Image from Jalopnik.com, “Meet Camilla”
“Einstein and an Alien: Faulkner’s Tools for Building a Better Chicken House”
Abstract for workshop/paper I will give at the 2015 Faulkner and Yoknapatawpha Conference, in Oxford, MS.
Einstein and aliens: In the early 1920s, these subjects had no place in a southern literary landscape usually populated by plantations and antebellum nostalgia. That’s probably why a couple of William Faulkner’s friends, Julius Weis Friend and Albert Goldstein, editors of the New Orleans-based little magazine, the Double Dealer, published a short story entitled “The Rider through Relativity.” Written by Herman George Scheffauer, it appeared in that magazine’s March 1921, issue. With an alien as one of the protagonists and clear references to Einstein’s relativity theory, this story suited the editors’ aims for their publication, which in the influential cultural critic H. L. Mencken’s words, “doesn’t give a damn for the old gods.” And as U.S. newspaper and magazine editors often reminded their readers at the time, Albert Einstein’s theory of relativity challenged the old god Newton, his laws of motion, and claims about the nature of gravity, time and space.

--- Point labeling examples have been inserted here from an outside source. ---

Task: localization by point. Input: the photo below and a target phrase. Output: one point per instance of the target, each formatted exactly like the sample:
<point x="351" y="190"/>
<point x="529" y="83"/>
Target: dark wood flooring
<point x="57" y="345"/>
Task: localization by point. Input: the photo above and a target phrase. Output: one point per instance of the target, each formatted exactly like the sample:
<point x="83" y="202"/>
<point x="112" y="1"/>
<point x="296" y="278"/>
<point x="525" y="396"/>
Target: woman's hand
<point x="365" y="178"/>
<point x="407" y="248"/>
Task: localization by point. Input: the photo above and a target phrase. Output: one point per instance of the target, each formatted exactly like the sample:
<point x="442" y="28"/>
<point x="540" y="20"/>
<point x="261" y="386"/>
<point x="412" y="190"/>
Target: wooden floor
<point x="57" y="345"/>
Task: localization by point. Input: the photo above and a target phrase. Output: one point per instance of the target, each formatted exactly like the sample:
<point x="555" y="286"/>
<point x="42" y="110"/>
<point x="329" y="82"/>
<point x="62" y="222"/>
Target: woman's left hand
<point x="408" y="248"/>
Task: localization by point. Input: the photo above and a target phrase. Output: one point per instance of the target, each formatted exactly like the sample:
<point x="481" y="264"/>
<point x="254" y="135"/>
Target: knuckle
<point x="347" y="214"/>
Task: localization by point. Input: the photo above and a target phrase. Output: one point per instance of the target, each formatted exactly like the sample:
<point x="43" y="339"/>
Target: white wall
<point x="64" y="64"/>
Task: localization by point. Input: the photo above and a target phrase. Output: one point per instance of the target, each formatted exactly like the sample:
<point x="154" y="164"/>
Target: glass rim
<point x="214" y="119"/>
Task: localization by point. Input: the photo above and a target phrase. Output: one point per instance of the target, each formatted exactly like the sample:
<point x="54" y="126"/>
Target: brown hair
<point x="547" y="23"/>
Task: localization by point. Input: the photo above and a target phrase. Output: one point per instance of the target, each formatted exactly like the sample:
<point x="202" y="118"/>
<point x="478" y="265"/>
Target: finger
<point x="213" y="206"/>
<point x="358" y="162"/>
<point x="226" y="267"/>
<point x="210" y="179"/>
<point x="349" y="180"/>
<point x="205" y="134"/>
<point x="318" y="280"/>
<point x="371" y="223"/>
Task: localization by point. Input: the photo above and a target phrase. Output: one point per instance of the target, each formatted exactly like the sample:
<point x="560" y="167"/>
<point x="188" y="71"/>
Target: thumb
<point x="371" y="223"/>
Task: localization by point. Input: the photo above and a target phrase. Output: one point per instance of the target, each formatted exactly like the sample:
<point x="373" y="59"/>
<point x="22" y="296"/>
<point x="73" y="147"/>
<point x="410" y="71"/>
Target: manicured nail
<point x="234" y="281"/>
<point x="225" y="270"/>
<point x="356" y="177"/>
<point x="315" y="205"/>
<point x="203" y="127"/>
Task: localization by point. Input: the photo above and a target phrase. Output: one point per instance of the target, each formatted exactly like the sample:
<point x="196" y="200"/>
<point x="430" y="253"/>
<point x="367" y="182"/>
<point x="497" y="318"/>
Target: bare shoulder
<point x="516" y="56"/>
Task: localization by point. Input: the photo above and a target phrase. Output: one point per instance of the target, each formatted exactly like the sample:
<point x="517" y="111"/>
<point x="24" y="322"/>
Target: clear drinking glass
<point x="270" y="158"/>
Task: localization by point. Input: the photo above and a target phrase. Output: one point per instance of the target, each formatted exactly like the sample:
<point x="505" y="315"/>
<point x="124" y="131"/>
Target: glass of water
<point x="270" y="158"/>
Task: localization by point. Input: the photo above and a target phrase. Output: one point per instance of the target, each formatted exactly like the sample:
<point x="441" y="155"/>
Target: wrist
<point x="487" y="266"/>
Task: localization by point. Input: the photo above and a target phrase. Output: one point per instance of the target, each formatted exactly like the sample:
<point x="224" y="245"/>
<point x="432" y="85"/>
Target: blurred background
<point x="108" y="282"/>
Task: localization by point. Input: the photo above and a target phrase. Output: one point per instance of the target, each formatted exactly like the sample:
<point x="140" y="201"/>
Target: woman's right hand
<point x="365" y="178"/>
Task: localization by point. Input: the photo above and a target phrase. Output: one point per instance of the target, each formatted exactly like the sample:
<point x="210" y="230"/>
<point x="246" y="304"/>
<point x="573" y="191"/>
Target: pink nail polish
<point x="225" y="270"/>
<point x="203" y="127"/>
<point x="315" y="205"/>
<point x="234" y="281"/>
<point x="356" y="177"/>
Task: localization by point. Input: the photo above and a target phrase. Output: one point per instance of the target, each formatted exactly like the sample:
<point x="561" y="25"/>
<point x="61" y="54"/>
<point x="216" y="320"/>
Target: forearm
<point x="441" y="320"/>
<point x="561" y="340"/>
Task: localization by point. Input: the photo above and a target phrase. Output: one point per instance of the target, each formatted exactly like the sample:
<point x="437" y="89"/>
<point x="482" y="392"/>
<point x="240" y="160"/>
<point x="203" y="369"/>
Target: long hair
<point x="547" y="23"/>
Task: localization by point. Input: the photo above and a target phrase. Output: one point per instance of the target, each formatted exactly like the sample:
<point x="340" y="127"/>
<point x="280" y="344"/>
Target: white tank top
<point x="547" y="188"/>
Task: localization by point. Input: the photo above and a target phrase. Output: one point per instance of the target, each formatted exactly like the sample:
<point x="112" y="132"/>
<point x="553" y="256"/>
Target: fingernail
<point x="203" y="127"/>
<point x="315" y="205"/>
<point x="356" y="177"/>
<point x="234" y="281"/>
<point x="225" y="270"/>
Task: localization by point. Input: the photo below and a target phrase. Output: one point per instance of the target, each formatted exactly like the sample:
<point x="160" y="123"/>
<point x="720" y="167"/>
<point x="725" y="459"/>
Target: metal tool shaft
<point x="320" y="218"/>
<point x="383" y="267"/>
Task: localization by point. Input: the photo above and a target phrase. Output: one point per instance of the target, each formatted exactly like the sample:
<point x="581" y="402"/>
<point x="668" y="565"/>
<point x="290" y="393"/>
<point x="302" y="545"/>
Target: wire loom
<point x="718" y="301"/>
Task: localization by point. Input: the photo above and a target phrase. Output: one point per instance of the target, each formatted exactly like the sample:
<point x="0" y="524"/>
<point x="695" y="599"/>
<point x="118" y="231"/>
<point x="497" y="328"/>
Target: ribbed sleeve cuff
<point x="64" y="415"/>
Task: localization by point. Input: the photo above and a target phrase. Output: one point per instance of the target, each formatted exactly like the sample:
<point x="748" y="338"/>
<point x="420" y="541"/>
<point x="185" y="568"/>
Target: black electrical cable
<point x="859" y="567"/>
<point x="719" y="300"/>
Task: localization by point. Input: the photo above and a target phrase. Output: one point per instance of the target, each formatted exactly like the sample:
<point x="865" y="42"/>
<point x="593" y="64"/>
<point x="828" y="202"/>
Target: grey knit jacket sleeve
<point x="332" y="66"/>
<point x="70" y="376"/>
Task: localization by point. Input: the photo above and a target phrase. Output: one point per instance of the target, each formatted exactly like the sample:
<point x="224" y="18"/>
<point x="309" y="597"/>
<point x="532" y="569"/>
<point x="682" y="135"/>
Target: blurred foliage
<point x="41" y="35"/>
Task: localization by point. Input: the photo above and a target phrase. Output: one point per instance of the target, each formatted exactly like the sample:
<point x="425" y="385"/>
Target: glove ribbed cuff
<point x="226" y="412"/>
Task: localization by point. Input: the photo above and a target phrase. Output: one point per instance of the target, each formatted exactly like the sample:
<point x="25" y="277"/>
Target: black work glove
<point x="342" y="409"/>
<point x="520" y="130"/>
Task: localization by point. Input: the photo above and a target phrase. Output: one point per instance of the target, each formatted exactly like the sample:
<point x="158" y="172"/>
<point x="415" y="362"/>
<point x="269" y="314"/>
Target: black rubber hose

“The Rider through Relativity” is a part of the lively and imaginative discourse about Einstein and relativity theory that appeared in the mainstream and avant-garde press beginning in late 1919, following confirmation of the theory by British astronomers. Scheffauer’s short story uses the alien and literature’s more traditional activity of suicide to demonstrate relativity theory’s claim that linear time is a powerful illusion by imagining a reality where that illusion has been dispelled and, therefore, nothing can ever be lost to the past.
This paper argues that Scheffauer’s story, the national conversation about Einstein, the theory’s notions about time that appeared in the American press, and the theory’s basic concept about the nature of time, all play an important, if subtle, role in Faulkner’s faceted approach to time in The Sound and the Fury. This paper focuses on Quentin’s section (the second section of the novel) to explore Faulkner’s consideration of how the experience of linear time may be especially oppressive during periods of loss. In doing so, he implicitly considers the challenges and possibilities relativity theory posed to the human perception of time and the meaning of personal loss.